WRNGM Primark protest

Women’s Rights Network Greater Manchester reject unisex spaces and gender self-identifying

  • Women’s Rights Network Greater Manchester are protesting gender self-identifying and advocating for sex-based rights
  • They have come under fire for controversial opinions and labelled TERFs on social media.
  • Mermaids says there is “no evidence” that gender self-identifying benefits predators.

Featured image: Women’s Rights Network Greater Manchester, Twitter @WRNmanchester

Women’s Right Network Greater Manchester are calling for a rethink on sex-based rights in Manchester- rejecting gender self-identifying.

They are campaigning against gender self-identifying in prisons and changing rooms and for amendments to the Equality Act 2010 “to make clear characteristic sex is biological sex” in an attempt to preserve the “dignity, respect and privacy” of biological women.

WRNGM has been in operation for 12 months, with membership said to be doubling over the past few months.

‘Men have no place in women’s changing rooms.
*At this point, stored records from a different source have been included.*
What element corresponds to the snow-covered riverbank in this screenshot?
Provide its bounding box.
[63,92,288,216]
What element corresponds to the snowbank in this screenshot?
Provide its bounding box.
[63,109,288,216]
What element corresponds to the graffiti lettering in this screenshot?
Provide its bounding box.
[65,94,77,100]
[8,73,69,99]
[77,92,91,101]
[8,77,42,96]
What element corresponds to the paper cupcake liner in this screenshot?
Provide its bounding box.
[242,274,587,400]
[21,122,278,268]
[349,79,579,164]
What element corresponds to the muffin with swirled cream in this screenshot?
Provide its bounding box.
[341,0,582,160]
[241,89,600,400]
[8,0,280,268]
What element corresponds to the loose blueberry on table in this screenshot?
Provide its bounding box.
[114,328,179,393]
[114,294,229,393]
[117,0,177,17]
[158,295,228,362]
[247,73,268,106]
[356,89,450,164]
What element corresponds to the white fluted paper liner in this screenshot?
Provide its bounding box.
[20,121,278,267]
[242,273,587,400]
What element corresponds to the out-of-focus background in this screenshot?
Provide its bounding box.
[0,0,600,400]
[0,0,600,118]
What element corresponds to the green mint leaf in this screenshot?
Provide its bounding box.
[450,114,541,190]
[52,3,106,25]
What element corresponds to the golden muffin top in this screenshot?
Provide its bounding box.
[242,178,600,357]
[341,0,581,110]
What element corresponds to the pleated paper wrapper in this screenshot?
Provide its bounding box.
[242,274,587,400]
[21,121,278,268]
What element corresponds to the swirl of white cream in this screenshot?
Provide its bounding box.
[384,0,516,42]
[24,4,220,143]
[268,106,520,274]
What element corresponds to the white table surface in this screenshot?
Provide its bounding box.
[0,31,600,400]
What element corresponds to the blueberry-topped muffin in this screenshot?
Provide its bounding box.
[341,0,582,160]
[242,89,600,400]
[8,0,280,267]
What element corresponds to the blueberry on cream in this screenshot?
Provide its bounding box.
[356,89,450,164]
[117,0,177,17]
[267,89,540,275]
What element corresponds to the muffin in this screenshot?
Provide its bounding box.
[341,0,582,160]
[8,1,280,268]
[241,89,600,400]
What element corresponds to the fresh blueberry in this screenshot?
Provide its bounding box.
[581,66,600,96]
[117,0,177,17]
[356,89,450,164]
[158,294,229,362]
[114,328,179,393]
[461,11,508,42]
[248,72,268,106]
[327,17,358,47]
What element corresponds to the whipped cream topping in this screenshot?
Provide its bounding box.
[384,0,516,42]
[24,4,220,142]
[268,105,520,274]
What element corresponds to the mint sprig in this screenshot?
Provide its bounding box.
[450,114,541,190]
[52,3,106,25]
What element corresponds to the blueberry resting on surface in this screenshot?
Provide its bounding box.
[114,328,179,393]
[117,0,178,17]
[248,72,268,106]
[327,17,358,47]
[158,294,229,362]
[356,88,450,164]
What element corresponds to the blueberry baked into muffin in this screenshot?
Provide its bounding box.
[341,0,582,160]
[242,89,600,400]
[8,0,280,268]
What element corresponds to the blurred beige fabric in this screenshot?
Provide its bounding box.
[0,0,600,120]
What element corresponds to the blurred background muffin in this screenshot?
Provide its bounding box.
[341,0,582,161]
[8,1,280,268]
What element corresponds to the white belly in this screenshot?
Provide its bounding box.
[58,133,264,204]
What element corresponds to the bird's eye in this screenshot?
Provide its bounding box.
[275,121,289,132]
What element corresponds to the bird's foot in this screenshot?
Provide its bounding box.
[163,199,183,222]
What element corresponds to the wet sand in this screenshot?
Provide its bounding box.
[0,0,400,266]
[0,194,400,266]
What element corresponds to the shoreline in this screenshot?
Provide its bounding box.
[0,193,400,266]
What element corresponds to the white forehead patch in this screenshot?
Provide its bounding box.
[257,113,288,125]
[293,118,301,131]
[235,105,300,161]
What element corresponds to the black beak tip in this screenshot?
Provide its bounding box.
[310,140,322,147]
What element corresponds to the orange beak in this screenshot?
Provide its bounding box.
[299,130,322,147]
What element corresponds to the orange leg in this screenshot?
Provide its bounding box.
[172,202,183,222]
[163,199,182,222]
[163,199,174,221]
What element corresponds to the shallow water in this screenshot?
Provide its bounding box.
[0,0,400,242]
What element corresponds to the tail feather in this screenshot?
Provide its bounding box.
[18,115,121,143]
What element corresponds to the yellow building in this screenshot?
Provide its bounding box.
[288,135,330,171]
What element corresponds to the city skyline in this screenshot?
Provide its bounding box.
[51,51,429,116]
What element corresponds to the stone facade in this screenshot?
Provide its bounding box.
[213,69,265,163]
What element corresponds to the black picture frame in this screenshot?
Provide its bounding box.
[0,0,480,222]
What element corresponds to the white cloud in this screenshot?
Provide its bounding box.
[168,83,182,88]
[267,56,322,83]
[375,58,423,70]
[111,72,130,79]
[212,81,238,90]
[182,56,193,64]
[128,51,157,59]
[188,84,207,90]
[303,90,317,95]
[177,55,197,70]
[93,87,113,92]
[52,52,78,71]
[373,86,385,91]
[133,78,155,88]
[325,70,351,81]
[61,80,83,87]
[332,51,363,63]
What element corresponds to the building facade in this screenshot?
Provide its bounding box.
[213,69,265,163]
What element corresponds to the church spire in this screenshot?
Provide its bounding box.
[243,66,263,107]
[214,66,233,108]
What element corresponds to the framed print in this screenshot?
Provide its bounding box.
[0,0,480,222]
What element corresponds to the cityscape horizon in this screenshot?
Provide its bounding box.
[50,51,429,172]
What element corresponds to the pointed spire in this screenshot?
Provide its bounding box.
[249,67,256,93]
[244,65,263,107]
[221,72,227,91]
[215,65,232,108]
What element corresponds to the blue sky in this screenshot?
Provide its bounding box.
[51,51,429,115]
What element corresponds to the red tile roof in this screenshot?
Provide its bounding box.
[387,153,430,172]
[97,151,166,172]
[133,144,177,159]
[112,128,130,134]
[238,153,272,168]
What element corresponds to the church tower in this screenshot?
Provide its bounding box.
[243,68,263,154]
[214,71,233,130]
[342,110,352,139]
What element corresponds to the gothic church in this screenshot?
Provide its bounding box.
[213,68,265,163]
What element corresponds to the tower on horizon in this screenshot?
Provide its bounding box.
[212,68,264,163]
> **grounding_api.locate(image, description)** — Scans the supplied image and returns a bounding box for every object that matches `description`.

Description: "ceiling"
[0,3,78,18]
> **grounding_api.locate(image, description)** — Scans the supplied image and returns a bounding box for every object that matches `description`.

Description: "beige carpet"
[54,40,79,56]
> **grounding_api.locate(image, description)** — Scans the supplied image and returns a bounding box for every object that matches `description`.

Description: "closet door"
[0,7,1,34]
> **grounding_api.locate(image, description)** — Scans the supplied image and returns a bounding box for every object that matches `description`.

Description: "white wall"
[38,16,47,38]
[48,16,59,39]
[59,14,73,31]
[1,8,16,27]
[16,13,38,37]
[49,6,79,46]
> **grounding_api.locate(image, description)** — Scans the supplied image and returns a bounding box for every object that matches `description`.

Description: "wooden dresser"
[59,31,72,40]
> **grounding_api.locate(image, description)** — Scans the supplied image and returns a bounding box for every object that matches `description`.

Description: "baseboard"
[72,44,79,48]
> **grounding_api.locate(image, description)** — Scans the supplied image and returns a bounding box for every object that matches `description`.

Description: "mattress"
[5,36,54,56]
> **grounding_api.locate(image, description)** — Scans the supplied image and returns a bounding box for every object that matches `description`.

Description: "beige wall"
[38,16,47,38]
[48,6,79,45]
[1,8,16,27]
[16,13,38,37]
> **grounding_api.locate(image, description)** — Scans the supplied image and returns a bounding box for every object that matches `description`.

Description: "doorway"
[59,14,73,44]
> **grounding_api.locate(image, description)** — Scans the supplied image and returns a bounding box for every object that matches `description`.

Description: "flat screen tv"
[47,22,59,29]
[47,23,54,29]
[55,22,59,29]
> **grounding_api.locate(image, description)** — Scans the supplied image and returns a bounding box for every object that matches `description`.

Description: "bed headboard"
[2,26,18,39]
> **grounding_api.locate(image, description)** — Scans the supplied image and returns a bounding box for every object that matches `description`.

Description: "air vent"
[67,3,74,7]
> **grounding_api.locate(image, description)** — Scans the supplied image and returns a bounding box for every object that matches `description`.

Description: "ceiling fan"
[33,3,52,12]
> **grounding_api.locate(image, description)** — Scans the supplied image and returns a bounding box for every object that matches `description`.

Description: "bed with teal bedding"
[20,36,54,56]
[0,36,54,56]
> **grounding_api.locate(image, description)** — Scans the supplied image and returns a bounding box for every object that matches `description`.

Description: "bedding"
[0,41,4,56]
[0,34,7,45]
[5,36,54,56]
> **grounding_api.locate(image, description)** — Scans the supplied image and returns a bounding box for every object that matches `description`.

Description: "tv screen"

To state this is neither hateful nor transphobic, it is simply the truth’

WRNGM

https://twitter.com/WRNmanchester/status/1605291945882161152


WRNGM have been the subject of controversy due to their rejection of gender self-identifying- receiving countless TERF (trans-exclusionary radical feminist) accusations on social media.

In response to the accusations Julie, of WRNGM, said: “We understand the need to protect marginalised groups. We don’t agree with protecting one marginalised group in the favour of another”.

Primark protests

As part of the campaign, members of the Women’s Rights Network Manchester recently protested against unisex changing rooms outside Primark in Market Street.

https://twitter.com/WRNmanchester/status/1599050315898052614


In December, WRNM members questioned shoppers entering Primark on whether they were aware of Primark’s changing room situation.

Julie stated that of the shoppers questioned, 95% were not aware Primark only has “unisex” facilities and allows gender-self identifying in their women-only facilities.

She added that GMRWN hopes Primark will “have the courtesy to tell customers” or “reconsider” their changing room policy for the “dignity, respect and privacy” of women.

Primark’s changing room policy

Primark abandoned its unisex-only changing room model in late 2022 after a TikTok emerged from user Charlotte Kirby describing the distress she experienced when two men walked in on her in a unisex changing room.

@charlottemkirby

Please be aware/spread the word and stay safe girls. Don’t go in changing rooms alone. This never even crossed my mind when I went into a unisex changing room. Thank you @primark for dealing with this so well. I know worst things could have happened but I still feel very shaken up.

♬ original sound – Charlotte Kirby

Primark in Market Street offers both a unisex changing room and a women-only changing room. However, in the women-only area Primark has said that “customers are not required to provide identification” of gender.

Primark has been contacted for a comment.

Response from trans-rights activists

‘How and at what point do we decide who is and isn’t a woman’

Mermaids UK

Mermaids UK is one of the UK’s leading LBTQ+ charities, offering support to gender-diverse young people and seeking to inform the public about gender identity.

On gender self-identifying in single-sex spaces, they say: “If we legislate to police gender in toilets, then how and at what point do we decide who is and isn’t a woman?

“Will all facilities require a gender checking attendant? Do tall, broad or deeper-voiced women face being challenged for ID to prove their gender? Will women with short hair who dress in traditionally-male clothing be asked to prove their sex? Will a woman be forced to show a stranger their body to pass a gender test?

“None of this sounds remotely progressive and none of it sounds like the empowerment of women. As we say in our open letter to the author J.K.Rowling, trans people have been using toilets, trying on clothes in changing rooms, accessing domestic violence facilities, and generally getting on with their lives for as long as single-sex spaces have existed and there is absolutely no evidence we’re aware of, from the police, local authorities, shops, refuges or anywhere else besides, that predators have used the provisions of the Equality Act 2010 to gain access to women’s spaces. None.

“If even a scrap of such evidence existed, you can be certain the anti-transgender lobby would be promoting it.”